You simply can't have your cake and eat it too -- every feature you add causes you to lose some speed.

dict and set are fundamentally different from lists and tuples`. They store the hash of their keys, allowing you to see if an item is in them very quickly, but requires the key be hashable. You don't get the same membership testing speed with linked lists or arrays.

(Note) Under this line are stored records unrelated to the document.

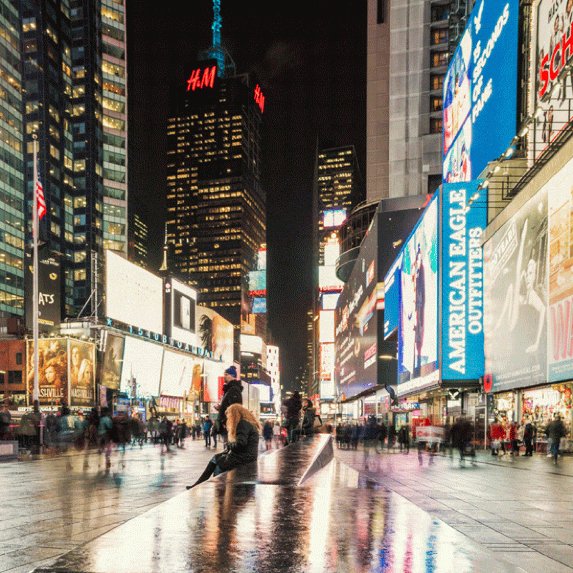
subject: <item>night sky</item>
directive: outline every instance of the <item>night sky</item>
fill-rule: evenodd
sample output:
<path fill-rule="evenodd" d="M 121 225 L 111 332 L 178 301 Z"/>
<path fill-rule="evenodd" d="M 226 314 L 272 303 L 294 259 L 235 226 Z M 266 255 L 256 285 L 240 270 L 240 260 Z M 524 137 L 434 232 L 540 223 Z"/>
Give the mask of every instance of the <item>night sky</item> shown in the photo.
<path fill-rule="evenodd" d="M 268 312 L 287 389 L 306 359 L 317 136 L 332 146 L 354 144 L 366 173 L 366 3 L 222 2 L 223 43 L 237 73 L 254 70 L 265 89 Z M 213 7 L 210 0 L 176 10 L 168 2 L 151 12 L 134 0 L 126 4 L 129 189 L 148 208 L 155 270 L 164 222 L 168 88 L 211 45 Z"/>

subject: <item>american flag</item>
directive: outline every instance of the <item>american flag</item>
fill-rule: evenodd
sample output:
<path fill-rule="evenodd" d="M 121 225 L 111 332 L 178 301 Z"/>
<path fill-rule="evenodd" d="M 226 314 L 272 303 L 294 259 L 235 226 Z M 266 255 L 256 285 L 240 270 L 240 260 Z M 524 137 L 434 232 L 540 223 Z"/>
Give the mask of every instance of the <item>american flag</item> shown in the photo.
<path fill-rule="evenodd" d="M 36 181 L 38 190 L 38 218 L 41 220 L 42 217 L 46 214 L 46 199 L 44 197 L 44 186 L 42 180 L 40 178 L 40 166 L 38 166 L 38 179 Z"/>

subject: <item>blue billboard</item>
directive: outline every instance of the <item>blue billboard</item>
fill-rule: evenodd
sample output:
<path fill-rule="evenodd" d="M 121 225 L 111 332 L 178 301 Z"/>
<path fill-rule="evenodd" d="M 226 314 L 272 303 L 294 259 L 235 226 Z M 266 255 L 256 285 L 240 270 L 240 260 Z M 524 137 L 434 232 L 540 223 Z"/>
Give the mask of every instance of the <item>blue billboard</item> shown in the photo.
<path fill-rule="evenodd" d="M 444 81 L 442 179 L 470 181 L 517 126 L 519 0 L 477 2 Z"/>
<path fill-rule="evenodd" d="M 484 373 L 481 234 L 487 188 L 481 181 L 442 188 L 442 379 L 475 380 Z"/>

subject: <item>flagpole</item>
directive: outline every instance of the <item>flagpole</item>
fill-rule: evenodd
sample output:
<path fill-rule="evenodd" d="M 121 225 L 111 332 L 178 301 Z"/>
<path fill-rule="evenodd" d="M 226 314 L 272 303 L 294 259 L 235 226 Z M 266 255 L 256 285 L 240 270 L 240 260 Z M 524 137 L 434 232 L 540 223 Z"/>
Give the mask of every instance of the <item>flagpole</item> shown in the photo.
<path fill-rule="evenodd" d="M 34 200 L 32 201 L 32 234 L 33 236 L 33 248 L 34 254 L 34 266 L 33 272 L 33 315 L 34 317 L 32 336 L 34 339 L 34 392 L 32 397 L 34 399 L 34 412 L 40 414 L 40 360 L 38 348 L 38 339 L 40 338 L 40 324 L 38 298 L 40 291 L 40 281 L 38 280 L 39 272 L 38 270 L 38 236 L 39 234 L 38 219 L 38 136 L 34 134 L 32 135 L 34 140 Z"/>

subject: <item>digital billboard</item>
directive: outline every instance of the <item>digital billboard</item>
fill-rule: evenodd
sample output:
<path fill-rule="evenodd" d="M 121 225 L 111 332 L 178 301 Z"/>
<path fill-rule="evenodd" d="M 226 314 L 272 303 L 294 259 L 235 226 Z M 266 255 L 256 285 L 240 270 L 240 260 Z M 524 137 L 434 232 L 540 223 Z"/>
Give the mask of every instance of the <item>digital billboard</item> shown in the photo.
<path fill-rule="evenodd" d="M 377 383 L 377 241 L 375 217 L 335 311 L 336 385 L 347 397 Z"/>
<path fill-rule="evenodd" d="M 517 124 L 519 0 L 476 3 L 444 81 L 445 182 L 476 179 Z"/>
<path fill-rule="evenodd" d="M 323 228 L 336 228 L 340 227 L 345 221 L 346 221 L 346 209 L 331 209 L 325 211 L 323 217 Z"/>
<path fill-rule="evenodd" d="M 399 384 L 422 388 L 438 370 L 438 197 L 434 196 L 402 251 L 398 328 Z M 415 382 L 414 382 L 415 381 Z"/>
<path fill-rule="evenodd" d="M 266 298 L 259 297 L 253 299 L 253 314 L 266 314 Z"/>
<path fill-rule="evenodd" d="M 533 16 L 535 56 L 532 58 L 532 91 L 536 115 L 529 137 L 536 159 L 573 117 L 573 2 L 541 0 Z M 554 92 L 556 84 L 561 87 Z"/>
<path fill-rule="evenodd" d="M 24 299 L 26 325 L 33 327 L 34 261 L 32 252 L 26 252 L 24 268 Z M 46 246 L 38 251 L 38 320 L 40 332 L 53 330 L 62 320 L 61 276 L 60 253 L 50 251 Z"/>
<path fill-rule="evenodd" d="M 197 292 L 172 277 L 165 282 L 166 329 L 176 340 L 197 346 Z"/>
<path fill-rule="evenodd" d="M 213 309 L 197 308 L 197 342 L 213 353 L 213 358 L 222 358 L 223 363 L 233 363 L 233 325 Z"/>
<path fill-rule="evenodd" d="M 547 379 L 547 186 L 484 245 L 486 390 Z"/>
<path fill-rule="evenodd" d="M 201 358 L 166 350 L 161 372 L 162 395 L 183 398 L 191 395 L 194 388 L 198 398 L 203 362 Z"/>
<path fill-rule="evenodd" d="M 163 281 L 112 251 L 106 251 L 107 316 L 162 334 Z"/>
<path fill-rule="evenodd" d="M 123 360 L 123 344 L 125 339 L 104 330 L 101 333 L 101 366 L 100 368 L 100 383 L 112 390 L 119 390 L 121 378 L 121 364 Z"/>
<path fill-rule="evenodd" d="M 132 395 L 131 380 L 133 375 L 138 398 L 158 396 L 163 358 L 163 347 L 160 344 L 126 336 L 120 390 Z"/>
<path fill-rule="evenodd" d="M 481 182 L 442 189 L 442 379 L 484 372 L 483 256 L 487 188 Z M 468 203 L 470 203 L 468 205 Z"/>

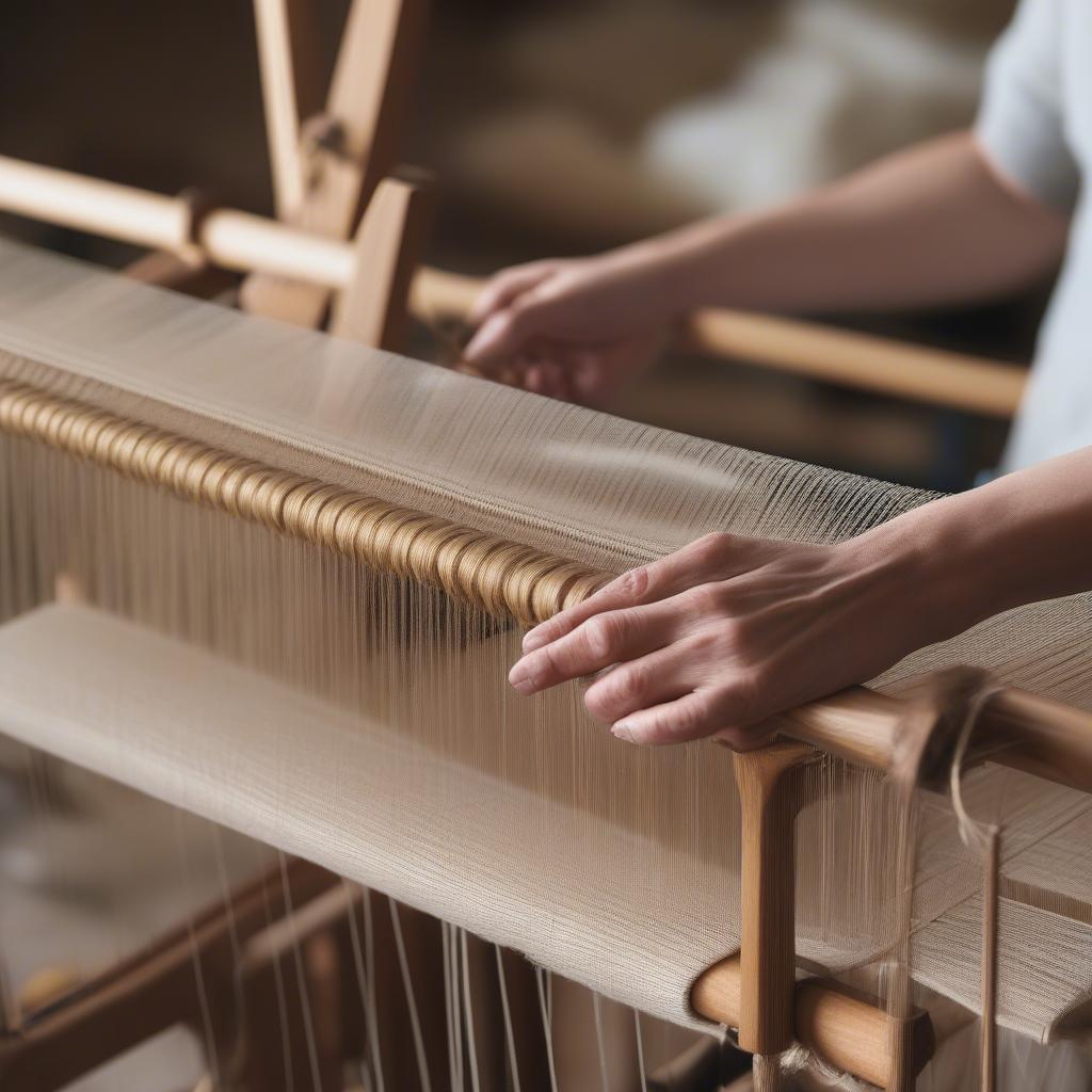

When you get to OrderedDict and NamedTuple, you're talking about subclasses of the builtin types implemented in Python, rather than in C. They are for special cases, just like any other code in the standard library you have to import. They don't clutter up the namespace but are nice to have when you need them.

One of these days, you'll be coding, and you'll say, "Man, now I know exactly what they meant by 'There should be one-- and preferably only one --obvious way to do it', a set is just what I needed for this, I'm so glad it's part of the Python language! If I had to use a list, it would take forever." That's when you'll understand why these different types exist.